This idea is similar to her song “Let Me Live by the Side of the Road,” a hypnotic track from her latest album Acquainted with Night, her Sub Pop debut. The song is named after a poem by Sam Walter Foss. “It’s about being a nobody and being humble and being in service of the passerby and being a watcher. I definitely felt that,” she ruminates.
In many ways, it feels like an outdated dream — to be a nobody and be humble in an age where narcissism has become the norm. Most humans are on the grid, both physically by living in cities, and digitally by having a presence on many online platforms. “I put off being on Instagram and everything as long as I possibly could and then I saw that I wasn’t really proving anything to anybody,” she says with a laugh. “I want to be able to just use it as a tool and not be the tool. That’s really tricky because it’s designed to just keep us in there as much as possible.”
Her debut, I’ll Be Your Man, arrived in 2015, a collection of similarly serene songs that feel equally as timeless. However, she found herself lost as a writer in the aftermath. “I just didn’t have a strong vision for what I wanted and I kept bringing things to people expecting them to answer it for me,” she recollects, chuckling at her old self a bit. This confusion is what led to the nearly six-year gap between the two records. Clearly, the break was necessary and useful, what she calls a “fermenting time,” during which she was “underground.” When she learned to trust herself and her instincts is when Neale emerged, victorious and ready.

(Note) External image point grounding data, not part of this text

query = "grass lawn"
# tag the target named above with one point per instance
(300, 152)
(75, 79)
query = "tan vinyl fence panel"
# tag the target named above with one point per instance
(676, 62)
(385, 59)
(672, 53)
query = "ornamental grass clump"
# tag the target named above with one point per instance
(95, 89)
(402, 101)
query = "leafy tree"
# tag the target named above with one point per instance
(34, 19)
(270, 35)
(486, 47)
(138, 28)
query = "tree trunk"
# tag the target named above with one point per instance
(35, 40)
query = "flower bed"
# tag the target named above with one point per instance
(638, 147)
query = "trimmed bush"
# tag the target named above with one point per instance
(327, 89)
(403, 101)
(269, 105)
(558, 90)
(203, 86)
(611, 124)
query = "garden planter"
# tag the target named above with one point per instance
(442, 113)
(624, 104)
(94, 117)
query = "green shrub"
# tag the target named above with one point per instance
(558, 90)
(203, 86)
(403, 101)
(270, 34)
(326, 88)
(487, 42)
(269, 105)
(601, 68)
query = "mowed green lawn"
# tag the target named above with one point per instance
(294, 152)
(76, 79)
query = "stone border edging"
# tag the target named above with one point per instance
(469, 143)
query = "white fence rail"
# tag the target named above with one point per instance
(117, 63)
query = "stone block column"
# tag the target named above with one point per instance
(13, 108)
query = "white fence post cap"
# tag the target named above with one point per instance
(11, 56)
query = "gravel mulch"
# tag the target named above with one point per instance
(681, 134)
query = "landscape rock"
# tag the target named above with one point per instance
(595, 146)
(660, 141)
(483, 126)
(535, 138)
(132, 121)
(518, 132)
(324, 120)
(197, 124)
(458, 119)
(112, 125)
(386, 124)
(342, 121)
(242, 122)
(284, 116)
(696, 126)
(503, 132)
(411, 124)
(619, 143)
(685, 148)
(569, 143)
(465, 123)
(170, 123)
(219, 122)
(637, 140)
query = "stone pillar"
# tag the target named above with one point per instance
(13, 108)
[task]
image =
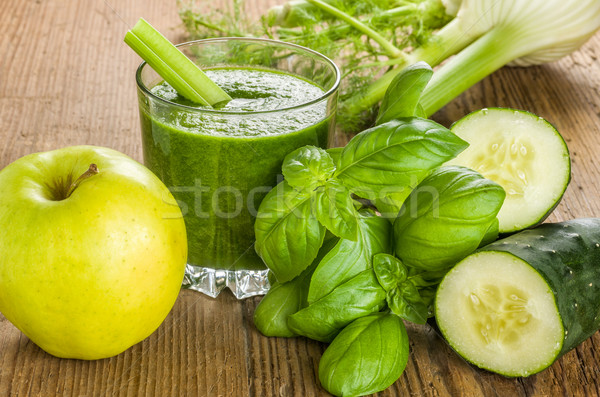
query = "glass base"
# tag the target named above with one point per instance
(243, 283)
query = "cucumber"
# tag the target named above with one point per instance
(516, 305)
(521, 152)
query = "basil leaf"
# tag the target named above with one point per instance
(335, 210)
(322, 320)
(446, 218)
(348, 258)
(307, 167)
(335, 153)
(404, 92)
(366, 357)
(283, 299)
(288, 235)
(389, 160)
(406, 302)
(389, 271)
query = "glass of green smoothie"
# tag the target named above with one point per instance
(220, 162)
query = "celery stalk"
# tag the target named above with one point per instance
(173, 66)
(486, 55)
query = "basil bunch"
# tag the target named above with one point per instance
(351, 290)
(315, 196)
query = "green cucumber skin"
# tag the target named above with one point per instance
(567, 255)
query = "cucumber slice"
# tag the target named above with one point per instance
(499, 313)
(521, 152)
(517, 304)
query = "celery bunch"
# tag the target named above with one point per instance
(373, 40)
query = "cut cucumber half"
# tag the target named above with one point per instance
(521, 152)
(516, 305)
(499, 313)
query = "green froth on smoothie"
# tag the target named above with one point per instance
(252, 90)
(220, 166)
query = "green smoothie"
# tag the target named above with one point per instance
(220, 164)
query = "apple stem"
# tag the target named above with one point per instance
(93, 170)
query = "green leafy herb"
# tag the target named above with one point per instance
(323, 319)
(348, 258)
(307, 167)
(366, 357)
(335, 210)
(288, 235)
(283, 299)
(446, 218)
(385, 163)
(402, 295)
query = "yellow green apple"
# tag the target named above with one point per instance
(92, 251)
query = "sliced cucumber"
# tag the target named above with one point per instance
(516, 305)
(521, 152)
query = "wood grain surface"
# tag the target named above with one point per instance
(66, 78)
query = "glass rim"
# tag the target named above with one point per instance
(326, 94)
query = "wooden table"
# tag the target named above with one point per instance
(66, 78)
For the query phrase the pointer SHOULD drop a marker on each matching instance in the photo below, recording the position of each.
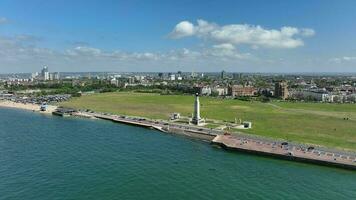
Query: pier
(286, 151)
(238, 142)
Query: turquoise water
(46, 157)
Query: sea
(45, 157)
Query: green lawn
(312, 123)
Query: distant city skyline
(160, 36)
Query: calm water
(45, 157)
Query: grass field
(311, 123)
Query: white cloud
(224, 46)
(182, 29)
(343, 59)
(3, 20)
(237, 34)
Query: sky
(186, 35)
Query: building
(223, 75)
(196, 115)
(281, 90)
(56, 76)
(206, 90)
(237, 76)
(221, 91)
(45, 73)
(240, 90)
(172, 77)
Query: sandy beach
(28, 106)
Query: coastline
(28, 106)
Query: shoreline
(28, 106)
(225, 140)
(281, 150)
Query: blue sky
(242, 36)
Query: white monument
(196, 115)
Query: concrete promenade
(286, 151)
(241, 142)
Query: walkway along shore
(234, 142)
(27, 106)
(243, 143)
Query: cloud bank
(238, 34)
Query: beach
(27, 106)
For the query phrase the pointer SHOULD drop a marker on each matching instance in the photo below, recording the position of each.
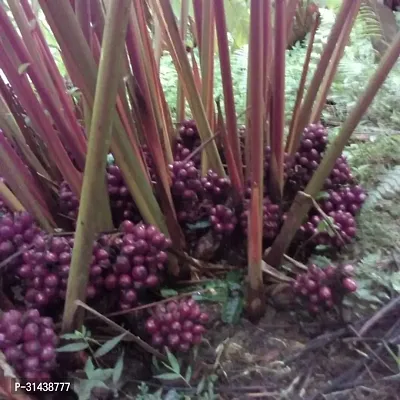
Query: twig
(134, 338)
(368, 347)
(143, 307)
(323, 215)
(376, 317)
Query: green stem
(255, 300)
(348, 7)
(98, 146)
(301, 204)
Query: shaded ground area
(287, 356)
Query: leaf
(173, 362)
(23, 67)
(71, 336)
(102, 374)
(118, 368)
(89, 368)
(188, 374)
(199, 225)
(109, 345)
(168, 376)
(168, 292)
(232, 310)
(73, 347)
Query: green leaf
(232, 310)
(23, 67)
(102, 374)
(109, 345)
(85, 386)
(73, 347)
(173, 362)
(89, 368)
(168, 292)
(168, 376)
(188, 374)
(71, 336)
(199, 225)
(118, 368)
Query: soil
(284, 357)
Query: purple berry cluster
(45, 270)
(122, 204)
(340, 174)
(194, 195)
(272, 218)
(28, 342)
(321, 289)
(177, 325)
(217, 189)
(344, 232)
(309, 155)
(17, 231)
(349, 198)
(223, 220)
(121, 201)
(138, 257)
(189, 135)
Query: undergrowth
(357, 65)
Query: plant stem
(348, 6)
(180, 106)
(255, 300)
(302, 205)
(300, 91)
(278, 104)
(98, 146)
(332, 68)
(229, 101)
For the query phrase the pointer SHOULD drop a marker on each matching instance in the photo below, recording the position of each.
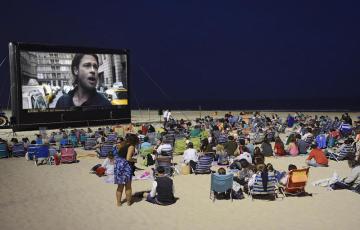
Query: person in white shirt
(164, 147)
(165, 116)
(108, 165)
(246, 156)
(168, 115)
(163, 189)
(190, 154)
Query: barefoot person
(124, 169)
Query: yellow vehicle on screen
(117, 96)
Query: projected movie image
(66, 80)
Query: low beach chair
(295, 185)
(259, 192)
(105, 148)
(32, 148)
(4, 152)
(220, 183)
(204, 164)
(41, 155)
(18, 150)
(112, 137)
(83, 138)
(165, 162)
(90, 143)
(68, 154)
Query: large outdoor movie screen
(61, 81)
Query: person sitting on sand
(266, 148)
(292, 149)
(221, 155)
(258, 156)
(279, 149)
(163, 189)
(284, 179)
(316, 157)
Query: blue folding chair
(32, 149)
(90, 143)
(4, 152)
(41, 155)
(221, 183)
(18, 150)
(105, 148)
(73, 139)
(204, 164)
(112, 137)
(83, 139)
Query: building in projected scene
(55, 69)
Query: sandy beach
(67, 196)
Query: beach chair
(18, 150)
(166, 163)
(73, 139)
(220, 183)
(321, 141)
(90, 143)
(258, 138)
(152, 137)
(169, 138)
(4, 152)
(295, 185)
(167, 153)
(222, 139)
(257, 191)
(112, 137)
(105, 148)
(68, 154)
(83, 138)
(58, 137)
(32, 150)
(41, 155)
(332, 155)
(144, 153)
(204, 164)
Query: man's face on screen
(88, 72)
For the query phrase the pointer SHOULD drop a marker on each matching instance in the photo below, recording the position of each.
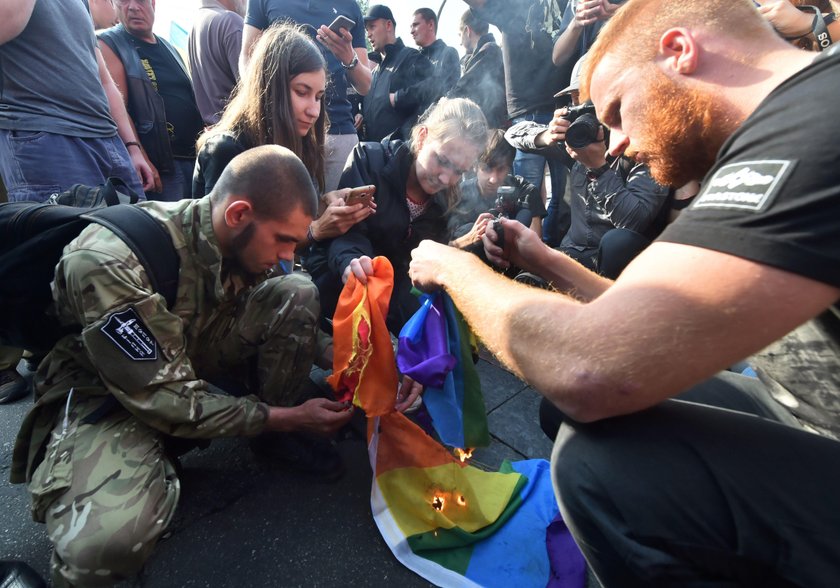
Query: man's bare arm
(14, 16)
(677, 315)
(147, 173)
(250, 36)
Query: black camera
(584, 127)
(506, 201)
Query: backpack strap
(149, 240)
(113, 185)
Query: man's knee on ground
(575, 463)
(113, 552)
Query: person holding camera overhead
(617, 208)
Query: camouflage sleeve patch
(138, 347)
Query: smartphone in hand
(362, 194)
(341, 22)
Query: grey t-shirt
(50, 78)
(214, 45)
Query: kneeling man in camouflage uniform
(92, 450)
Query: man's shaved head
(271, 178)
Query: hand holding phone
(341, 22)
(362, 194)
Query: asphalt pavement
(244, 522)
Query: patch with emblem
(133, 338)
(746, 185)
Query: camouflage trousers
(107, 490)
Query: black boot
(16, 574)
(12, 386)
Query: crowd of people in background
(455, 149)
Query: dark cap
(378, 11)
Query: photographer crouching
(616, 207)
(494, 192)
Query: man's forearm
(116, 103)
(530, 330)
(570, 277)
(360, 75)
(565, 45)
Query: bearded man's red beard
(683, 130)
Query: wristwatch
(353, 63)
(594, 174)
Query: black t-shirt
(183, 119)
(773, 197)
(530, 78)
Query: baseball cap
(378, 11)
(574, 81)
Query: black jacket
(212, 160)
(447, 66)
(389, 232)
(483, 81)
(404, 72)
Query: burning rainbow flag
(452, 523)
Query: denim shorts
(36, 164)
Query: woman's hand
(361, 267)
(338, 217)
(788, 20)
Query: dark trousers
(690, 495)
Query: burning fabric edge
(487, 538)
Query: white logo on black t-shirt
(746, 185)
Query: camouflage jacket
(101, 285)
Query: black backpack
(33, 236)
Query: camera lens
(583, 131)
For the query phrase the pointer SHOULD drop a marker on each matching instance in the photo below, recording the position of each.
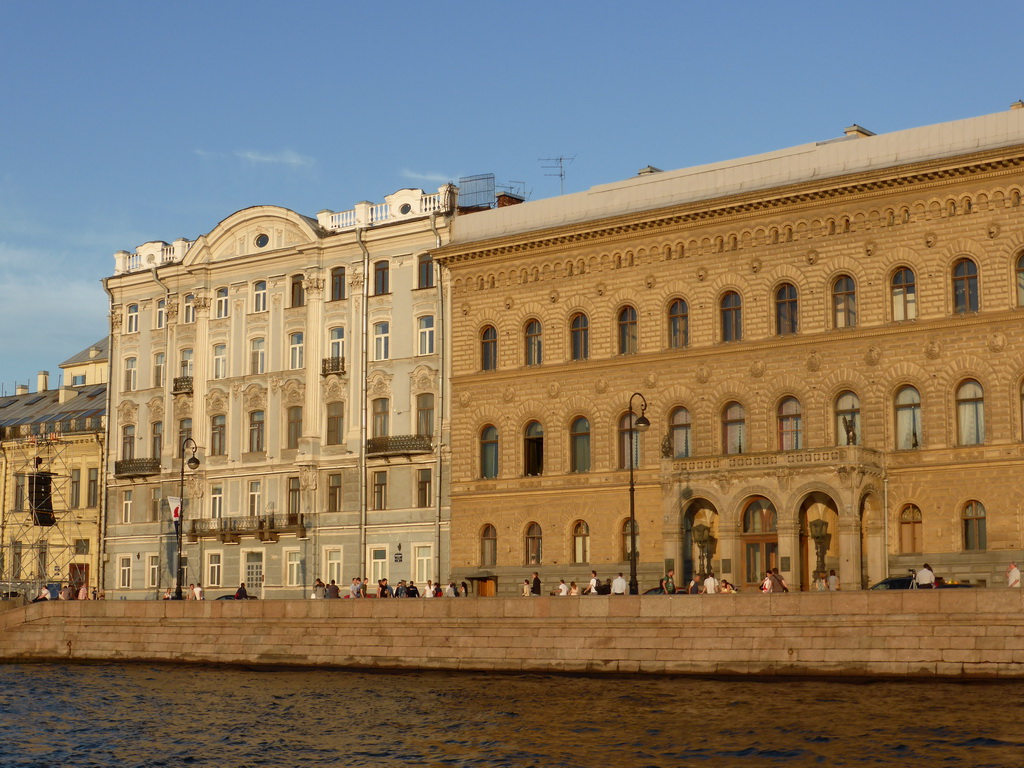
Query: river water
(112, 715)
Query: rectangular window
(424, 562)
(126, 506)
(425, 335)
(382, 341)
(334, 493)
(333, 559)
(293, 563)
(213, 569)
(156, 497)
(76, 488)
(217, 502)
(92, 492)
(423, 477)
(255, 498)
(153, 570)
(158, 369)
(380, 489)
(294, 496)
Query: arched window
(844, 302)
(1020, 280)
(532, 450)
(488, 546)
(732, 316)
(294, 431)
(218, 435)
(760, 539)
(581, 542)
(970, 414)
(338, 284)
(425, 414)
(335, 423)
(424, 270)
(531, 336)
(679, 425)
(488, 452)
(629, 433)
(382, 417)
(628, 330)
(965, 287)
(580, 336)
(910, 529)
(791, 433)
(847, 419)
(535, 541)
(221, 304)
(679, 325)
(974, 526)
(733, 428)
(131, 318)
(907, 419)
(904, 297)
(785, 309)
(256, 431)
(488, 348)
(580, 445)
(628, 540)
(381, 278)
(259, 296)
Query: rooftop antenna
(559, 164)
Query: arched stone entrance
(819, 543)
(700, 538)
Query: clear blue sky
(127, 122)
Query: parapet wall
(940, 633)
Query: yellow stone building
(51, 470)
(828, 340)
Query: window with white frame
(124, 569)
(423, 558)
(332, 558)
(214, 573)
(131, 318)
(220, 303)
(293, 566)
(382, 340)
(220, 361)
(257, 355)
(126, 506)
(259, 296)
(217, 502)
(295, 351)
(425, 335)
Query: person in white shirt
(1013, 576)
(619, 585)
(926, 578)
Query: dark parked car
(906, 583)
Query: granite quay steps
(942, 633)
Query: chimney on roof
(856, 130)
(506, 199)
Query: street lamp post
(640, 424)
(193, 465)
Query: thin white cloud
(286, 157)
(438, 177)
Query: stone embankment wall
(936, 633)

Acquainted with Night reverberates with a pure energy that feels far from social media and digital realms; it resembles an echo in a cave or the flow of a placid lake. The opening chords in “Blue Vein” are like calm winds; the rhythm in “For No One For Now” is like the skips of a stone on water.
Neale gathers inspiration from nature both personally and thanks to Mary Oliver’s poetry: “She’d make this big, grandiose statement but by using very small, little moments in nature,” she says. “And I love that.” It’s the type of writing that she’s most drawn to — what she describes as “this really concise way of conveying a really big idea,” or, more often referred to as “less is more.” Neale strays from overexplaining in her lyricism, and she even avoids doing too much sonically. “I’ve learned that some of the most powerful songs to me are songs that only use two chords,” she says.
The simplicity is part of what makes her record so beautiful; just her voice, her words, her electric guitar, and her omnichord are enough to put the listener in a trance. It’s evident that Neale is singing because she must — for herself.
“I was using it as a way to occupy my time,” she says about when she first began to make music, “and I was using the vibration of an instrument or my own voice to calm me down and ground me.” The sparkling second song, “Every Star Shivers in the Dark,” was the product of writing to help her anxiety, to unburden herself. She wrestles with herself throughout the ballad, asking questions like, “Why can’t I have some fun?” or “Why can’t I love someone?”
“I’ve definitely feared the pain of love,” she says on the topic of pain and fear. “I’m glad you’re reminding me of it because I have to go back to that all of the time to remind myself to push through.”
Her mantra is to welcome pain, welcome fear, and welcome challenges in order to get beyond and reach something bigger. It seems like in her music is when she’s able to achieve that; she’s vulnerable, honest, and facing some of the hardest things in life in a composed manner. By the end of that track, “Every Star Shivers in the Dark,” Neale repeats peacefully and determined: “I’m gonna love someone.”